Summary: when the corpus contains a poisoned tile injected during NFT-SEC-01 setup, the top-1 distance to that tile is bounded so downstream RANSAC + voting can reject it within the AC-NEW-7 relaxed budget.

Traces to: AC-NEW-7 (component-level partition)

Description: load the NFT-SEC-01 setup corpus (3-flight cumulative dataset with deflated covariance × 1.53); query each Derkachi frame; record the top-1 candidate for each. Pass if the poisoned tile is top-1 in fewer than the relaxed-CI threshold (the relaxation per AC-text 2026-05-09).

Input data: NFT-SEC-01 setup corpus.

Expected result: poisoned-tile top-1 rate within AC-NEW-7 relaxed CI.

Max execution time: 5 min.


C2-IT-04: scale-ratio invariance on satellite re-loc

Summary: when the nav-camera scale changes (e.g., altitude shift), VPR top-K still surfaces the correct tile.

Traces to: AC-8.6 (scale-ratio half)

Description: synthetically scale the Derkachi normal-segment frames by ±20% (mimicking altitude variation); assert recall@10 stays ≥ 0.85 across the scale sweep.

Input data: flight_derkachi/scaled_+20%/ and flight_derkachi/scaled_-20%/ (generated via deterministic resize).

Expected result: recall@10 ≥ 0.85 at both scale extremes for UltraVPR.

Max execution time: 90 s.


Performance Tests

C2-PT-01: backbone forward + HNSW lookup budget on Tier-2

Traces to: AC-4.1

Load scenario: 3 Hz frame rate, 10 min replay; corpus size 87 654 tiles (Derkachi area at 0.5 m/px).

Expected results:

Metric Target Failure Threshold
embed_query p95 ≤ 60 ms (UltraVPR / FP16) 100 ms
retrieve_topk(k=10) p95 ≤ 2 ms (HNSW) 10 ms
Combined p95 ≤ 65 ms 110 ms

Resource limits:

  • GPU memory: ≤ 600 MB resident for backbone weights.
  • System memory: ≤ 200 MB for the mmap'd FAISS index handle.

Security Tests

C2-ST-01: index-handle invalidation safety

Summary: after C10 rebuilds the FAISS index (post-takeoff is FORBIDDEN, but unit-level safety check), the previous handle held by C2 must not silently return stale results.

Traces to: defensive — no AC trace; backstops a code-injection / config-drift mode that AC-NEW-7 already covers at the suite level.

Test procedure:

  1. Build a tiny 100-tile FAISS index; mmap it through C2.
  2. Replace the underlying file (simulating an out-of-band rebuild, which is FORBIDDEN at flight time per D-C10-3 but defended-in-depth here).
  3. Call retrieve_topk and assert C2 raises IndexUnavailableError rather than returning stale candidates.
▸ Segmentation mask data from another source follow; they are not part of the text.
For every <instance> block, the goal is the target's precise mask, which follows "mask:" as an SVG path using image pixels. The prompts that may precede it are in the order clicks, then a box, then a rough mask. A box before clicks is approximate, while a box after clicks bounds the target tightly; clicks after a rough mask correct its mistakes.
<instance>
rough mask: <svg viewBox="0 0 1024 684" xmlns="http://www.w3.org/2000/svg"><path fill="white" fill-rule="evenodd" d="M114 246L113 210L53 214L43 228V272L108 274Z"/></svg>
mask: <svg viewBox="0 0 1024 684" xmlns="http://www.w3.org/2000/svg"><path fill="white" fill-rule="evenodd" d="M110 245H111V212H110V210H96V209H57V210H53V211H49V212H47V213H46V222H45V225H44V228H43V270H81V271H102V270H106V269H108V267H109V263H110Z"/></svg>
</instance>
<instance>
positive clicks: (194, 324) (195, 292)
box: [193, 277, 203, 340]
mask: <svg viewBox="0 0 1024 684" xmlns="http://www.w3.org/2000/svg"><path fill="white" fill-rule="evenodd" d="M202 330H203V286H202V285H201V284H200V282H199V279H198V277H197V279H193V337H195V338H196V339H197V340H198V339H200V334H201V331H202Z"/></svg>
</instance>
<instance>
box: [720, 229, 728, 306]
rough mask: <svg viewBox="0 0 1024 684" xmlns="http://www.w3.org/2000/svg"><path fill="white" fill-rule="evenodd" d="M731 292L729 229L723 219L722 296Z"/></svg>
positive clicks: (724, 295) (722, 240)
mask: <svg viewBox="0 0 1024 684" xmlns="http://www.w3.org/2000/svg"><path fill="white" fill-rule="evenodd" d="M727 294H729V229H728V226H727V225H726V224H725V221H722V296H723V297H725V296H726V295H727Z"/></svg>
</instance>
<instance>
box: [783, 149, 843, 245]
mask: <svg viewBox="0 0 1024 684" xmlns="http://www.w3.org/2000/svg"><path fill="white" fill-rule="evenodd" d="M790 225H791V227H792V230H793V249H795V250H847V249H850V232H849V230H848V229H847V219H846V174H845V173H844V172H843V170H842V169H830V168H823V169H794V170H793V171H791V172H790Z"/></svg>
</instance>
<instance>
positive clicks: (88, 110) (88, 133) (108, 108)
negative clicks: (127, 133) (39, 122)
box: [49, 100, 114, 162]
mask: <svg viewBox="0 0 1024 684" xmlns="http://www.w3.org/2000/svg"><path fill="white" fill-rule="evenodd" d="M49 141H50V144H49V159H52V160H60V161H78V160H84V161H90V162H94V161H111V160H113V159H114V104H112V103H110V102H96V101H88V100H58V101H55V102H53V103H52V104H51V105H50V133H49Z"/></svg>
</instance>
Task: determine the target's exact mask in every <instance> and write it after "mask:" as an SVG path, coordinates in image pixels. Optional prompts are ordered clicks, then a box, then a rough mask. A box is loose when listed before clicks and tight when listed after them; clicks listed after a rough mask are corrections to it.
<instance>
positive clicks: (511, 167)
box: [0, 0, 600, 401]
Pass criteria: IndexUnavailableError raised; no candidates returned. Fail criteria: any candidate returned.


Acceptance Tests

C2 contributes to AC-2.1b / AC-8.6 via the suite-level FT scenarios. No additional C2-only acceptance tests.


Test Data Management

Data Set Description Source Size
synthetic_vpr/diverse_100f/ 100 diverse synthetic frames for invariant checks generated, deterministic ~50 MB
flight_derkachi/normal_segment_60_stills/ shared with C1 curated shared
flight_derkachi/scaled_±20%/ scale-ratio sweep generated from above ~40 MB
Derkachi FAISS corpus C10's output, consumed read-only C10 build artifact ~200 MB

Setup procedure:

  1. C10 must have built the Derkachi FAISS index (this is a Step-5-test-side prereq; in the test runner, the corpus is staged from tests/fixtures/cache_artifacts/).
  2. Synthetic + scaled fixtures generated by deterministic scripts.

Teardown: corpus is read-only; nothing to clean up.

Data isolation: each test gets its own tests/tmp/c2/<test-id>/.